[94] Later, however (in the essay on Imitations of the Ancient Ballad, 1830), he said: "In their spirit and diction they nearly resemble fragments of poetry extant in Gaelic." By this time he was probably reverting to the earlier opinion which had made the more vivid impression.
[95] For the Northern Antiquities, edited by Robert Jamieson and published in 1814, Scott wrote an abstract of the Eyrbyggja Saga, using, as one would conclude from his introductory words, the Latin version made by Thorkelin, who published the saga in 1787. The purpose of the publication required the historical and antiquarian rather than the literary point of view, and accordingly we find Scott's notes occupied with historical comment.

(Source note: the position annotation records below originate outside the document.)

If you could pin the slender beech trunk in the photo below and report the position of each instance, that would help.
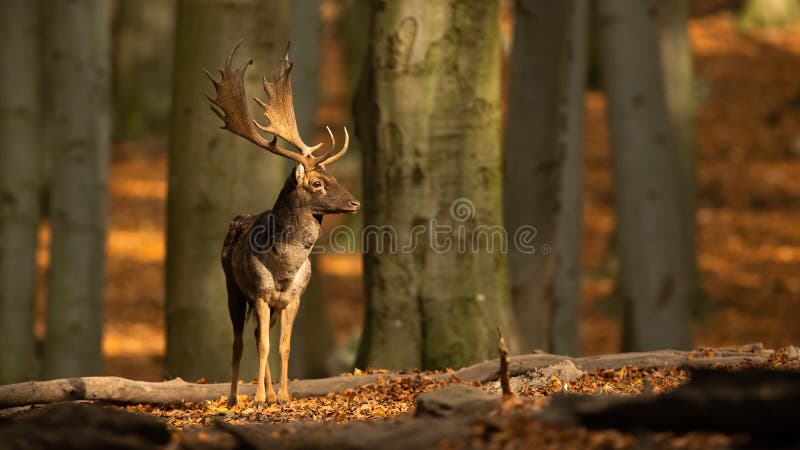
(566, 317)
(676, 60)
(654, 280)
(213, 176)
(20, 128)
(534, 163)
(144, 33)
(429, 119)
(78, 116)
(312, 338)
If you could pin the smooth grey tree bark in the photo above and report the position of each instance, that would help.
(654, 280)
(428, 116)
(78, 76)
(676, 61)
(20, 186)
(535, 174)
(566, 317)
(213, 176)
(312, 339)
(144, 35)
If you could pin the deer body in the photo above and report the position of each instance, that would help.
(265, 256)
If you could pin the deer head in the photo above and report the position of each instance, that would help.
(310, 186)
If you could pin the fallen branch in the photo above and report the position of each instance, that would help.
(505, 384)
(122, 390)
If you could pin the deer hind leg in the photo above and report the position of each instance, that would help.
(287, 321)
(237, 308)
(262, 339)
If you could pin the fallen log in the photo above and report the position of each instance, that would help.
(175, 391)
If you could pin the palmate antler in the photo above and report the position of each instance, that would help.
(231, 106)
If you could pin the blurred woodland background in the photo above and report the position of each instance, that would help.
(654, 145)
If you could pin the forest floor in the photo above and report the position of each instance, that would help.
(748, 133)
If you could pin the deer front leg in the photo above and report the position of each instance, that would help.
(262, 338)
(287, 321)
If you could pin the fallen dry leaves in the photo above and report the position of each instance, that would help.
(390, 396)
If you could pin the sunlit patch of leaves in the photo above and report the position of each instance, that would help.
(390, 396)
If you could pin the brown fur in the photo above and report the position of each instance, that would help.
(266, 265)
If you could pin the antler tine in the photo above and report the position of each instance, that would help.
(279, 109)
(230, 105)
(335, 157)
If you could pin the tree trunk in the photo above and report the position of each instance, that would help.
(429, 119)
(534, 178)
(566, 316)
(769, 13)
(78, 114)
(654, 279)
(144, 33)
(312, 336)
(676, 60)
(213, 176)
(20, 184)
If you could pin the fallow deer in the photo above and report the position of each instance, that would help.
(265, 256)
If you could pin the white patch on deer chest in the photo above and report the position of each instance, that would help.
(290, 290)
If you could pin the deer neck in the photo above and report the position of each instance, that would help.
(294, 223)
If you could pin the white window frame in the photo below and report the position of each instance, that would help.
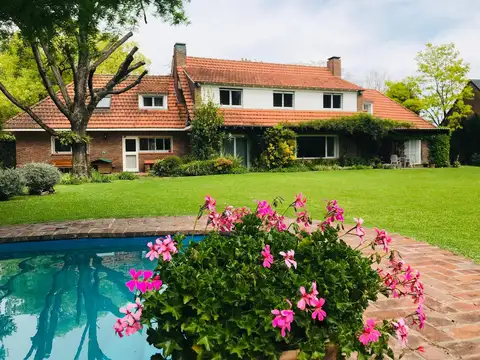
(52, 142)
(105, 99)
(369, 109)
(283, 99)
(235, 137)
(230, 96)
(153, 107)
(331, 101)
(156, 151)
(335, 148)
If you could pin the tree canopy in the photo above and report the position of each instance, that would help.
(406, 92)
(63, 36)
(19, 73)
(443, 81)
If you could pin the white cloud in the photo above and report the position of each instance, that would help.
(367, 34)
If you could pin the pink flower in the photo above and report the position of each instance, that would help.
(308, 299)
(283, 319)
(300, 201)
(401, 329)
(421, 316)
(210, 203)
(166, 248)
(370, 334)
(132, 284)
(267, 257)
(289, 258)
(153, 253)
(319, 313)
(304, 218)
(264, 209)
(382, 239)
(359, 230)
(130, 323)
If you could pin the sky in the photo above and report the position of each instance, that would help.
(369, 35)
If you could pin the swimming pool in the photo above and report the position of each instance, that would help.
(60, 299)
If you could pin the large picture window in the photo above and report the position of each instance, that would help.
(317, 146)
(156, 144)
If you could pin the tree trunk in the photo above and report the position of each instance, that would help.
(80, 159)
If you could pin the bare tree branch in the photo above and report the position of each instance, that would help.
(109, 49)
(27, 110)
(47, 83)
(58, 76)
(126, 88)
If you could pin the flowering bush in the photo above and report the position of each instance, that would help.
(256, 286)
(280, 144)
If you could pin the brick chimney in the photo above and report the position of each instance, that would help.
(334, 64)
(180, 54)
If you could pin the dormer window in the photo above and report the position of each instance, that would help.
(153, 102)
(332, 101)
(283, 99)
(368, 107)
(105, 103)
(231, 97)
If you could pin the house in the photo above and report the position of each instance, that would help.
(153, 119)
(466, 141)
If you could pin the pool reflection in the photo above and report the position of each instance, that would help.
(63, 306)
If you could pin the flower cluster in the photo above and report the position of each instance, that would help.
(143, 283)
(369, 334)
(130, 323)
(162, 247)
(283, 319)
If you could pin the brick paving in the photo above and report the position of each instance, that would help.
(452, 282)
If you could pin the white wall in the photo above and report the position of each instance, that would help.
(261, 98)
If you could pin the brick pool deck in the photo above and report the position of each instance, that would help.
(452, 282)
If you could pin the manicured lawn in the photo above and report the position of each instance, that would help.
(441, 206)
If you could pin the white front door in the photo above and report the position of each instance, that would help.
(130, 154)
(413, 151)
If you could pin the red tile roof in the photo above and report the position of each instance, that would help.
(260, 74)
(124, 112)
(386, 108)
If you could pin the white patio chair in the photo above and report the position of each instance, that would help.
(394, 160)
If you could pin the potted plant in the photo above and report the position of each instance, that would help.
(258, 288)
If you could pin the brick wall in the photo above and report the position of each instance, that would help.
(36, 147)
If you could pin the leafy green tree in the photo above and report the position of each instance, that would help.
(406, 92)
(443, 81)
(69, 30)
(207, 135)
(19, 73)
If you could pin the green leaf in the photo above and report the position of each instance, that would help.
(204, 341)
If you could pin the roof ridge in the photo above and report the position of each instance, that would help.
(401, 105)
(257, 62)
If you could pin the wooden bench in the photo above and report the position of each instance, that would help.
(148, 164)
(62, 164)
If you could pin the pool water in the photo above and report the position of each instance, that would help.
(60, 299)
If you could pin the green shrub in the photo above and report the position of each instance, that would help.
(475, 159)
(40, 177)
(70, 179)
(100, 178)
(280, 144)
(207, 131)
(11, 183)
(198, 168)
(124, 175)
(439, 146)
(220, 295)
(169, 166)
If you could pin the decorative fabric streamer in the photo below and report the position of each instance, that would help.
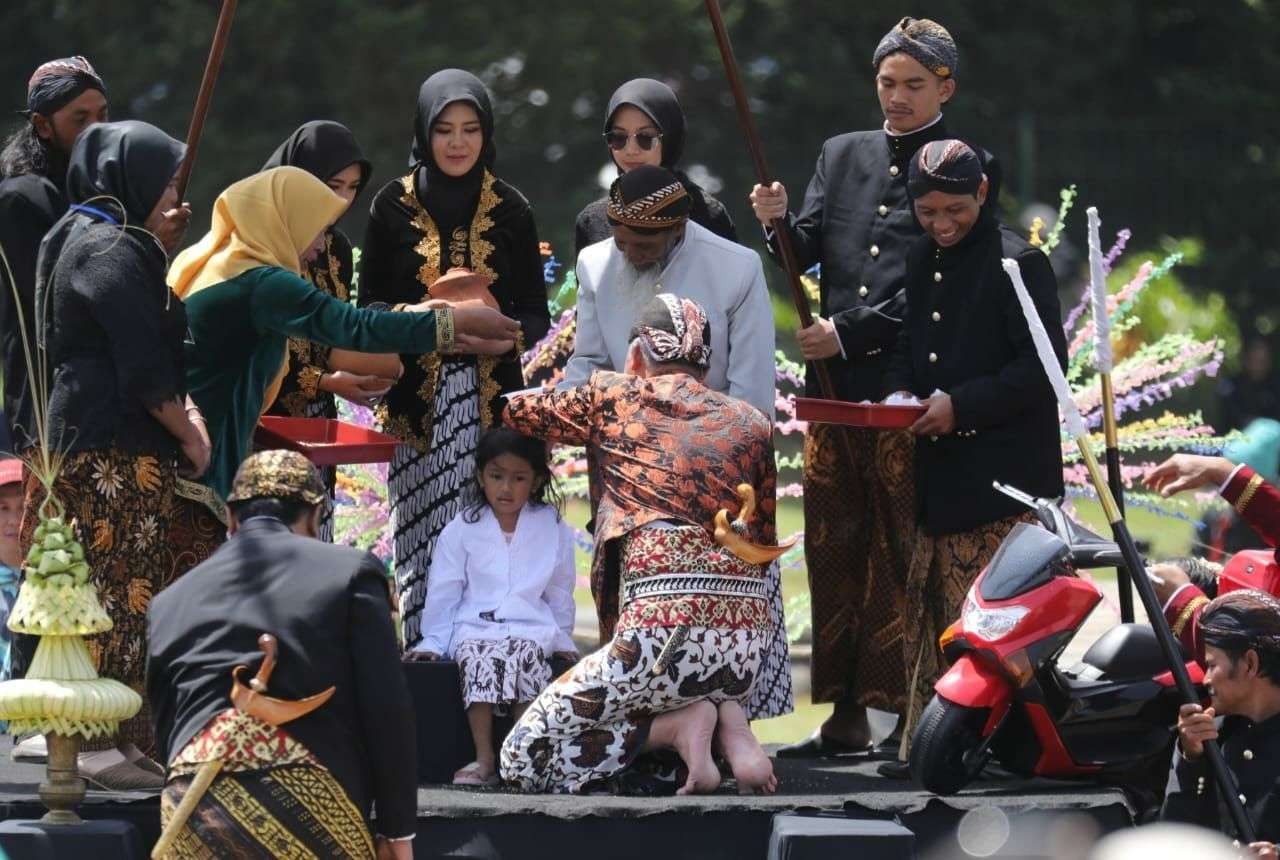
(1102, 358)
(1045, 350)
(685, 343)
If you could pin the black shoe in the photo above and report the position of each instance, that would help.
(895, 769)
(887, 749)
(817, 746)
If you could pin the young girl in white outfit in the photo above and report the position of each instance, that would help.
(499, 598)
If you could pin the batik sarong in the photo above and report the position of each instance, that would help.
(859, 540)
(272, 797)
(501, 671)
(942, 570)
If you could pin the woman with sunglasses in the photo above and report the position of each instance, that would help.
(647, 126)
(448, 211)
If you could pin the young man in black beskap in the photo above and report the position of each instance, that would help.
(856, 223)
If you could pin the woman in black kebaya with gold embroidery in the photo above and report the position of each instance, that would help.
(448, 211)
(328, 151)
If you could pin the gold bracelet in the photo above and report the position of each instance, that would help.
(1249, 489)
(1185, 614)
(444, 334)
(309, 382)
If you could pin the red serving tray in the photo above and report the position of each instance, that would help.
(858, 415)
(325, 442)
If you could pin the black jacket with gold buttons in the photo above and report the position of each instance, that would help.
(965, 334)
(856, 223)
(1252, 754)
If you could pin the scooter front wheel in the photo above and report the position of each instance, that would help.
(945, 750)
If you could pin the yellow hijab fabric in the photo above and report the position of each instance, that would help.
(268, 219)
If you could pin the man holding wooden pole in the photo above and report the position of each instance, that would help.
(855, 222)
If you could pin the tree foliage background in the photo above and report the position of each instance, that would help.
(1165, 114)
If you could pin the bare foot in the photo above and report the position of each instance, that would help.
(694, 726)
(736, 742)
(478, 773)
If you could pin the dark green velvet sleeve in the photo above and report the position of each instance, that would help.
(286, 303)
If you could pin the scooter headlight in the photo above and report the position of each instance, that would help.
(991, 623)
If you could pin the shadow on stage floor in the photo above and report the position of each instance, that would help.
(496, 824)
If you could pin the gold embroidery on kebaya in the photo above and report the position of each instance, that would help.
(429, 247)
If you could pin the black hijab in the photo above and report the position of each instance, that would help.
(658, 100)
(323, 149)
(449, 200)
(129, 161)
(118, 173)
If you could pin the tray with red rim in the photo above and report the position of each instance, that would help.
(325, 442)
(877, 416)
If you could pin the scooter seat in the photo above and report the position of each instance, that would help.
(1127, 652)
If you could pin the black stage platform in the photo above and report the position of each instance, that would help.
(498, 824)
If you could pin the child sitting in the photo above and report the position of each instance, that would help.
(501, 589)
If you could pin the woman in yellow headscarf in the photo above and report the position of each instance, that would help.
(245, 298)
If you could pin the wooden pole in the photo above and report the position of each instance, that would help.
(781, 233)
(1169, 646)
(1115, 481)
(206, 92)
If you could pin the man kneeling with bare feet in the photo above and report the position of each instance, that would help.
(694, 613)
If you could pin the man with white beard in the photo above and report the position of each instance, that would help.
(656, 248)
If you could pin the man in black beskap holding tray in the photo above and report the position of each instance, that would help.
(965, 351)
(856, 223)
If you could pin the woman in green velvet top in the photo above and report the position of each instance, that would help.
(245, 298)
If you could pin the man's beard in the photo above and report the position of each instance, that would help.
(640, 283)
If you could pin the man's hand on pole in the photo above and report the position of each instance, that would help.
(769, 202)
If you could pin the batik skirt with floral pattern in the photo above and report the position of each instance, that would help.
(691, 629)
(138, 536)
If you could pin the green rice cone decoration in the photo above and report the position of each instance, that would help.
(62, 692)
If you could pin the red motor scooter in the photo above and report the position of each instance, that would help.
(1107, 718)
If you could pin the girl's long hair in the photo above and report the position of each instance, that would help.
(24, 152)
(503, 440)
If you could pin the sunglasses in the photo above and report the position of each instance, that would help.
(644, 140)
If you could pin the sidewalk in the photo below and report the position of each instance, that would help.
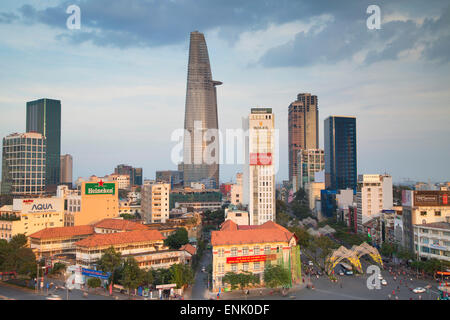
(255, 293)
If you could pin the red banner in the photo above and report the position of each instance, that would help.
(260, 159)
(245, 259)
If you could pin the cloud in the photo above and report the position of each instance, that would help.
(6, 17)
(341, 40)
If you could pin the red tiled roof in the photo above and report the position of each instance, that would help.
(230, 234)
(62, 232)
(189, 248)
(120, 224)
(109, 239)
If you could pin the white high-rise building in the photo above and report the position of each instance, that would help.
(374, 194)
(155, 202)
(23, 164)
(259, 170)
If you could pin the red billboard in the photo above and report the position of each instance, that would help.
(257, 258)
(260, 159)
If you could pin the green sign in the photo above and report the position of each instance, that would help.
(96, 188)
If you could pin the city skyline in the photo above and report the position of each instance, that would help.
(388, 129)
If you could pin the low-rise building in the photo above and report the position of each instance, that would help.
(27, 216)
(432, 240)
(58, 241)
(117, 225)
(146, 246)
(250, 248)
(422, 207)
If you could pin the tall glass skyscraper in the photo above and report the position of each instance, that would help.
(340, 153)
(200, 115)
(44, 117)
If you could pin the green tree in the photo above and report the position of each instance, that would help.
(177, 239)
(109, 262)
(276, 276)
(325, 246)
(132, 275)
(181, 274)
(94, 283)
(282, 218)
(147, 278)
(304, 238)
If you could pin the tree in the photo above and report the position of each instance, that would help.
(326, 246)
(132, 275)
(304, 238)
(282, 218)
(94, 283)
(18, 241)
(177, 239)
(147, 278)
(276, 276)
(110, 260)
(181, 274)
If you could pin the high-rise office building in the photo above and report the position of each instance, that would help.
(155, 202)
(66, 169)
(374, 195)
(303, 126)
(23, 164)
(310, 161)
(340, 153)
(259, 171)
(134, 173)
(200, 116)
(44, 116)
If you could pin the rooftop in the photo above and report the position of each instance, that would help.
(120, 224)
(437, 225)
(231, 233)
(62, 232)
(110, 239)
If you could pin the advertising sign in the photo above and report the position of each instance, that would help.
(257, 258)
(42, 205)
(260, 159)
(407, 198)
(95, 274)
(99, 188)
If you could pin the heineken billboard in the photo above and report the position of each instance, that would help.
(100, 188)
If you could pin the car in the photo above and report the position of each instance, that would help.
(419, 290)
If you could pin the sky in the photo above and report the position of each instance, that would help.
(121, 77)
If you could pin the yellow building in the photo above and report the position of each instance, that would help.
(146, 246)
(98, 201)
(58, 241)
(249, 248)
(28, 216)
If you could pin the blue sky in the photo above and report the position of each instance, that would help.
(122, 77)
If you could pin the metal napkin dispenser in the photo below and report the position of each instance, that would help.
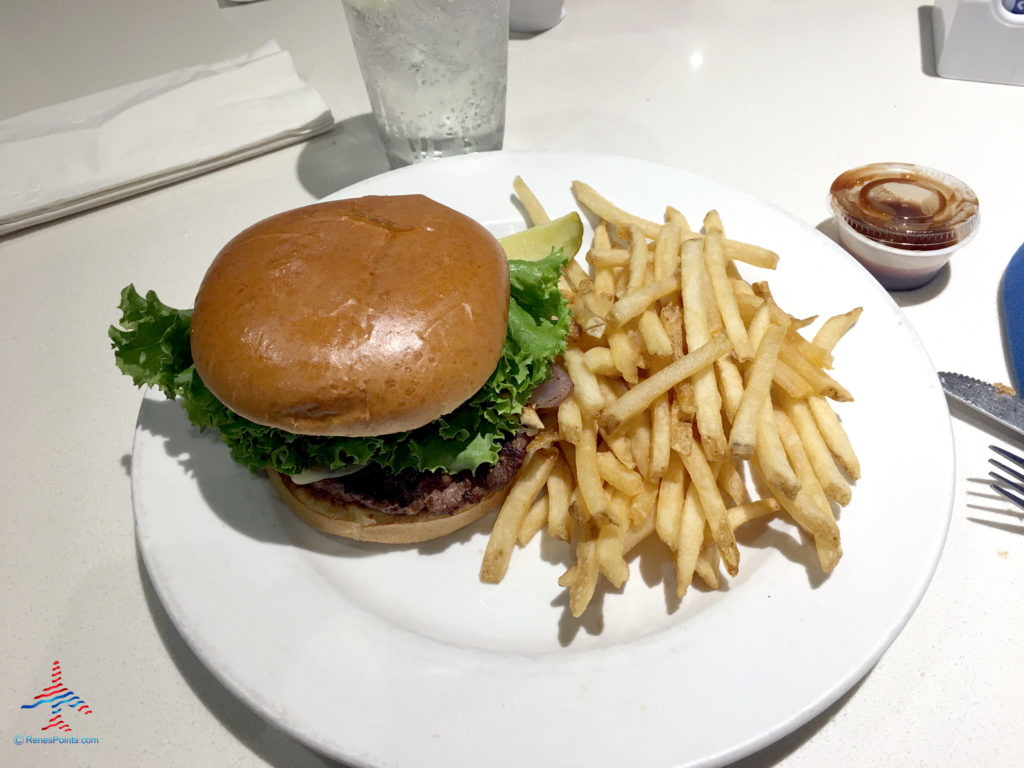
(980, 40)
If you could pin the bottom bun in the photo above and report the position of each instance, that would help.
(360, 523)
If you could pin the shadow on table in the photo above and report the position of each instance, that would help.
(783, 748)
(264, 740)
(348, 153)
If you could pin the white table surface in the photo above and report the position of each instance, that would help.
(774, 97)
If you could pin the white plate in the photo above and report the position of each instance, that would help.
(399, 656)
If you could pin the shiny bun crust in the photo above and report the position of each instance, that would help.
(352, 317)
(353, 521)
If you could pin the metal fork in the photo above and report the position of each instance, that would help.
(1004, 484)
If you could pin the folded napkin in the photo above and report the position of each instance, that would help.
(109, 145)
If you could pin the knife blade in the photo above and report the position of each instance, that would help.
(1006, 409)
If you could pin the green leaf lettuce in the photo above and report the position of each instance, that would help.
(152, 346)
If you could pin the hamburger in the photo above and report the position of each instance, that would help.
(372, 356)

[96] In 1804 Weber came to Edinburgh in a deplorable condition of poverty, and was employed and assisted in literary work by Scott during the following nine years. In 1813 he was seized with insanity, and challenged Scott, across the study table, to an immediate duel with pistols. Scott supported Weber during the remaining five years of his life in an insane hospital. He was much liked by the Scott family. Scott rated his learning very highly, and gave him valuable assistance in various literary projects. Weber's chief publications were: Metrical Romances of the Thirteenth, Fourteenth, and Sixteenth Centuries, with Introduction, Notes and Glossary (1810); Dramatic Works of John Ford, with Introduction and Explanatory Notes (1811); Works of Beaumont and Fletcher, with Introduction and Explanatory Notes (1812): to this Scott's notes were the most valuable contribution; Illustrations of Northern Antiquities (1814), with Jamieson and Scott.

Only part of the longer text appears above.